Talvez pelo seu tamanho, por sua disposição (...) – e pelos temas dos quadros, que logo ali se evocam,– uma carta que se lê, cabazes, rocas de fiar, jarras de leite, cestas de pão... – a Holanda tem um ar caseiro, natural, simples, sem banalidades; e sério, sem dureza.

(MEIRELES, 1999, v. 2, p. 144)

Este último excerto cita muitos dos elementos que aparecem na pintura de gênero e nas crônicas que Cecília escreveu sobre a Holanda. A autora traz para o leitor aquilo que vê no país, de certa forma capta a atmosfera e a luz que por séculos foi retratada pelos pintores do local. Há uma sensibilidade de poetisa e pintora que consegue por meio de recursos textuais recriar verbalmente as pinturas de gênero.

Outro fato interessante é o de que, por se tratarem de crônicas, diferentemente de um romance, não há personagens.

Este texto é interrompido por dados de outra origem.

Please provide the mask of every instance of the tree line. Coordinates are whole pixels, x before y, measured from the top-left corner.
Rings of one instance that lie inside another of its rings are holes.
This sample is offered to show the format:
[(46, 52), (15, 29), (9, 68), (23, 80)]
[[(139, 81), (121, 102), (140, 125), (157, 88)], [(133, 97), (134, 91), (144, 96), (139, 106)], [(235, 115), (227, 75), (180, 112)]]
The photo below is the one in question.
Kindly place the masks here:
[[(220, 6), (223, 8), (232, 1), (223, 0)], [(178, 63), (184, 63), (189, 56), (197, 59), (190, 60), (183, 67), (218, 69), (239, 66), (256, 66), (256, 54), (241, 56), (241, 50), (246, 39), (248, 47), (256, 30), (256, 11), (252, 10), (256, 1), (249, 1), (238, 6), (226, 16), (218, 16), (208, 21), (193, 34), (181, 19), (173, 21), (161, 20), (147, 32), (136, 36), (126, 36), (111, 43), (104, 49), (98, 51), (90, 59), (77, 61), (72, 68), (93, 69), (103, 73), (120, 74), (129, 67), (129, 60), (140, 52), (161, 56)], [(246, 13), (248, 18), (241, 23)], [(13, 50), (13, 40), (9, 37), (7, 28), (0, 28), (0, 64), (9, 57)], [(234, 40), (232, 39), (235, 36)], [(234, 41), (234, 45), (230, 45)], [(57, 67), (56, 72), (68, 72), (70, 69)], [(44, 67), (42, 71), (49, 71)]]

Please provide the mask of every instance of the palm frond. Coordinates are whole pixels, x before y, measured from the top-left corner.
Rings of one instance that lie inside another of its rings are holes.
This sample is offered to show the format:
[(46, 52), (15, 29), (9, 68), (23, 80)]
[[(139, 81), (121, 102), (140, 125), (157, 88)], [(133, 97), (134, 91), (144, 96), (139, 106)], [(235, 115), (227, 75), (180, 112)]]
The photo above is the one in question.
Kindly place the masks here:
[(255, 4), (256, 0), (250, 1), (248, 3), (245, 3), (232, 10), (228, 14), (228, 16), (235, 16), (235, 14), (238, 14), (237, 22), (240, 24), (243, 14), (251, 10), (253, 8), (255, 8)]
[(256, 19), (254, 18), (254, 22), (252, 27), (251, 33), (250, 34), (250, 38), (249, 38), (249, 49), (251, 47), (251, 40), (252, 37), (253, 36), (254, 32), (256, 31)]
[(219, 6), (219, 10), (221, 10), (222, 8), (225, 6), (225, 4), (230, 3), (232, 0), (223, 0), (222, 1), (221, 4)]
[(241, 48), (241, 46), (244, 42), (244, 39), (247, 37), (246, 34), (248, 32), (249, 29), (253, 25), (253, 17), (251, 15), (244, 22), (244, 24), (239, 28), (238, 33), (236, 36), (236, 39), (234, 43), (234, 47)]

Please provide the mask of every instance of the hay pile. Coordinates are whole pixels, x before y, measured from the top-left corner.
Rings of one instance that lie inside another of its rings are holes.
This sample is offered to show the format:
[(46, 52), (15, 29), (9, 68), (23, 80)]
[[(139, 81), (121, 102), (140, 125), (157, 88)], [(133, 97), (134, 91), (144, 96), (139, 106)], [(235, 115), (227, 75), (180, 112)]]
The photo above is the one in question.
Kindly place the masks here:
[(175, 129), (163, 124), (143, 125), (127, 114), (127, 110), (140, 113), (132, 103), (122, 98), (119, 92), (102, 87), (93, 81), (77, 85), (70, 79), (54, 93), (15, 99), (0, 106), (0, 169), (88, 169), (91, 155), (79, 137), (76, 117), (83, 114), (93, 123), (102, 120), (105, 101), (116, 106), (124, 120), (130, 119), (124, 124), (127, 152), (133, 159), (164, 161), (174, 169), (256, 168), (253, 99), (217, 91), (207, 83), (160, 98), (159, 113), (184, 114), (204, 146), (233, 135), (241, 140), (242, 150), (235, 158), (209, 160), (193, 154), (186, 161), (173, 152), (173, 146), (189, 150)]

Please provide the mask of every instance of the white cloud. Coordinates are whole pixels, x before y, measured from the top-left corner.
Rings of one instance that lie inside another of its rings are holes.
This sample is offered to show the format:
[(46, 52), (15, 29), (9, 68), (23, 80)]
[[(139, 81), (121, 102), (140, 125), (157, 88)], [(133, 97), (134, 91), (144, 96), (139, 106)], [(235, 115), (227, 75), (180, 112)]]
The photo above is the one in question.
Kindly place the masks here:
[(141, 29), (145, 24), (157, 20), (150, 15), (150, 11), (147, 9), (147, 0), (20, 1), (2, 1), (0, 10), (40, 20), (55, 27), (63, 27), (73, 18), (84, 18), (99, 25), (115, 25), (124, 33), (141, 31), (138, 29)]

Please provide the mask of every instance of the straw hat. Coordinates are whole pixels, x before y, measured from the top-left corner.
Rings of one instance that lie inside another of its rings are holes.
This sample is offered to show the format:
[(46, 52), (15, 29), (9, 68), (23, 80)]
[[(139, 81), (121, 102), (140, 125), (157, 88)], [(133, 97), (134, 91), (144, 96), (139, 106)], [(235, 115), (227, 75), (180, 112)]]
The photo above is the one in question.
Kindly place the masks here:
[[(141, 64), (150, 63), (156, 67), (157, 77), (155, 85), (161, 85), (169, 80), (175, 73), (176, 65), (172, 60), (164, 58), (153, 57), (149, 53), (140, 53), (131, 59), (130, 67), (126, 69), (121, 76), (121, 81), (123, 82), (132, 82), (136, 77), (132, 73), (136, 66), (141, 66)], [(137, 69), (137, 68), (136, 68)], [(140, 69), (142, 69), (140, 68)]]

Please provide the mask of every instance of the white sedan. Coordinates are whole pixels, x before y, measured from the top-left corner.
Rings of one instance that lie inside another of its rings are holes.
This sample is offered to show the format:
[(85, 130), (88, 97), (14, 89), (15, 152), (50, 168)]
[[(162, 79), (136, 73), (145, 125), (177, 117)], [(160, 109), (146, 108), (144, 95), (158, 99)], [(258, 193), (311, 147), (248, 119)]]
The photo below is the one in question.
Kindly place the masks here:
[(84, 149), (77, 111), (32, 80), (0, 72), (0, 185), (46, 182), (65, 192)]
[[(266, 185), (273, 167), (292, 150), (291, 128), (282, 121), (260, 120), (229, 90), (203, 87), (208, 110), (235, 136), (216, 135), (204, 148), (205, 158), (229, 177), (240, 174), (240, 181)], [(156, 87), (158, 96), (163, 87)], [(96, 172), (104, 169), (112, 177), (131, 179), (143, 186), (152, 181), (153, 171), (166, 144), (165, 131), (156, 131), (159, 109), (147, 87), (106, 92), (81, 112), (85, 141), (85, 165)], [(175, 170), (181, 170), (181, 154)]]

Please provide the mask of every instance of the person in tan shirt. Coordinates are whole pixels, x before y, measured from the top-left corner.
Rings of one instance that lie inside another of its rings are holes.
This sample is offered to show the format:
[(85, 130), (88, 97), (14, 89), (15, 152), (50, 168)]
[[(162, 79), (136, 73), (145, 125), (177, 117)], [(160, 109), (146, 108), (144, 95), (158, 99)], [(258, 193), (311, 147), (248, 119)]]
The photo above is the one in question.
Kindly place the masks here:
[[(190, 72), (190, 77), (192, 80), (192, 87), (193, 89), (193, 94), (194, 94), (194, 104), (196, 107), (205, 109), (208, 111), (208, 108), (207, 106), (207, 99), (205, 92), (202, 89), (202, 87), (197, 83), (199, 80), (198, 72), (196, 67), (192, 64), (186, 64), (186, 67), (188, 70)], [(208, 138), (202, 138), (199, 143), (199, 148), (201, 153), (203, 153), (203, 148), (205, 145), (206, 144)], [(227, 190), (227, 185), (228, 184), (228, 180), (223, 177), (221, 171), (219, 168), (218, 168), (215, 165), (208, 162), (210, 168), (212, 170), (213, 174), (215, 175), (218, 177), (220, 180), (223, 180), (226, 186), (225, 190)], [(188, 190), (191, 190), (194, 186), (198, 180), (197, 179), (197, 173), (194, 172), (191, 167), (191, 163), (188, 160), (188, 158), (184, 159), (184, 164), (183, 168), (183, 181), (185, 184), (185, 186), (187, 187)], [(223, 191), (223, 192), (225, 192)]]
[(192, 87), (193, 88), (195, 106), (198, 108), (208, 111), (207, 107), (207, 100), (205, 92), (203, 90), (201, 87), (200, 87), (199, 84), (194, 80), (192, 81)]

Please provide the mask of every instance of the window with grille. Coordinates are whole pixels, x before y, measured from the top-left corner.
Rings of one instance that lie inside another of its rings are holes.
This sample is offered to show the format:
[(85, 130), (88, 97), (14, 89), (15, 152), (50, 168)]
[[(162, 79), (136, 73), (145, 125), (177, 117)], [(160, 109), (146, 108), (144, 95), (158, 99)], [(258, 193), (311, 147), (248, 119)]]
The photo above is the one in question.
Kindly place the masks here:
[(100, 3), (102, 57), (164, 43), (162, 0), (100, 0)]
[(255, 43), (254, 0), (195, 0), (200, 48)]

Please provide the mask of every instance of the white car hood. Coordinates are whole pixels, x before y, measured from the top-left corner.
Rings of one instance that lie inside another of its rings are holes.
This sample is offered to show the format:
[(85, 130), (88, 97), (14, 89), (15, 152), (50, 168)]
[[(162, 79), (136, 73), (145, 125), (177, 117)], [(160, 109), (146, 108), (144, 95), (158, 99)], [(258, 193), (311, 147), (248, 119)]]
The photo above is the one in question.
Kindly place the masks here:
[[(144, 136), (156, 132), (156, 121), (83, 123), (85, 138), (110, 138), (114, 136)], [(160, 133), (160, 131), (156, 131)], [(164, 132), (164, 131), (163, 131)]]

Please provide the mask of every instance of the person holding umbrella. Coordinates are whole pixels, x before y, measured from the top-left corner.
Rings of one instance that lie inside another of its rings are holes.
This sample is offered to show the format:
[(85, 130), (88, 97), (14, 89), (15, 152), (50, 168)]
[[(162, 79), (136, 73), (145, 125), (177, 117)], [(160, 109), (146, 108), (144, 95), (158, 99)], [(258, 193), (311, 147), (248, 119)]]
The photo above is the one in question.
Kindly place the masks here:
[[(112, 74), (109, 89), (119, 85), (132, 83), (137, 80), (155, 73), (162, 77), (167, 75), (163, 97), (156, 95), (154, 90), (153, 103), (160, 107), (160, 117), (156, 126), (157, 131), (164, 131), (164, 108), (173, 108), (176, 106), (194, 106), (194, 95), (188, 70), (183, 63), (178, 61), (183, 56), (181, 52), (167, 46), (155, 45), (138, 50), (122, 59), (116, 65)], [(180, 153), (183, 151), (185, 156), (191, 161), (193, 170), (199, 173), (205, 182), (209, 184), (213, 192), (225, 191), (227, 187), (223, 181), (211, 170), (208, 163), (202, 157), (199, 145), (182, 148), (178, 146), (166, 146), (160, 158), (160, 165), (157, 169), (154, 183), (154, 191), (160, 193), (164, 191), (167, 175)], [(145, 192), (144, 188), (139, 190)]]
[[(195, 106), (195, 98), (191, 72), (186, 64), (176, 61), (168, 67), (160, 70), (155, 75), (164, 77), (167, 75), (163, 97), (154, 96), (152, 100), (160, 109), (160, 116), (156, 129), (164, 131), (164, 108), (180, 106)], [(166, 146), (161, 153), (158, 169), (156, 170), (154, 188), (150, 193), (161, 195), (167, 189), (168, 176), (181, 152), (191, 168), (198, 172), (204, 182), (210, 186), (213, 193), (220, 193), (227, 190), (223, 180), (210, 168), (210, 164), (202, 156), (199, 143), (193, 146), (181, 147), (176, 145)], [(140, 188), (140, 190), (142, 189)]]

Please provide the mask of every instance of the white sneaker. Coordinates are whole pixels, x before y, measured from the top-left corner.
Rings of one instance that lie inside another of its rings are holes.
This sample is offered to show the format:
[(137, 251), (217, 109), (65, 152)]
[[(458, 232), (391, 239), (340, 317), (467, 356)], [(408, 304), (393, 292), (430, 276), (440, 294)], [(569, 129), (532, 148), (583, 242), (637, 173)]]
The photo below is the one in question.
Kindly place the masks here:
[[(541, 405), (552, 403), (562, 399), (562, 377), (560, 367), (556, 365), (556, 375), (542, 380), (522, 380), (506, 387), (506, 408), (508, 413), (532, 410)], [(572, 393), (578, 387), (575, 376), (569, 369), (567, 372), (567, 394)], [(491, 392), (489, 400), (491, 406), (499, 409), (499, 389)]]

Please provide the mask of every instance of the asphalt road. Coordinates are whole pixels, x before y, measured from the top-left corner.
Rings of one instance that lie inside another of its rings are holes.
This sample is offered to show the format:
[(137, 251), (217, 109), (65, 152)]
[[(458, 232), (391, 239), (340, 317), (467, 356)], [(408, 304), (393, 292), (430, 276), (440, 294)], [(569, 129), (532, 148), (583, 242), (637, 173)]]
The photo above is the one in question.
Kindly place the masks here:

As pessoas, na maioria mulheres, descritas nos relatos são desconhecidas, o que nos aproxima ainda mais das artes visuais, pois raramente sabemos ou conhecemos as mulheres retratadas nas pinturas de gênero: são empregadas, meninas, moças quaisquer, compondo a paisagem. Cecília construiu seu texto conscientemente, não é por acaso que alude em suas descrições à pintura de gênero: ―Por mais que pareça impossível, – uma atmosfera do século XVII. Por quê?

Pelas proporções? Pelas perspectivas? Pela distribuição de luzes e sombras?‖ (MEIRELES, 1999, v. 2, p. 149). Este trecho está em Noite maternal a última crônica sobre a Holanda, e então podemos comprovar, mais uma vez, a referência direta ao estilo do século XVII que era retratado na pintura de gênero.

CONCLUSÃO

Nesses relatos, os elementos de saturação pictural retomam a perspectiva, as proporções, a distribuição de luz e sombra e os temas da pintura clássica holandesa, tudo isso junto constitui as descrições picturais. Evidencia-se, então, mais uma pétala da corola da flor que foi Cecília Meireles.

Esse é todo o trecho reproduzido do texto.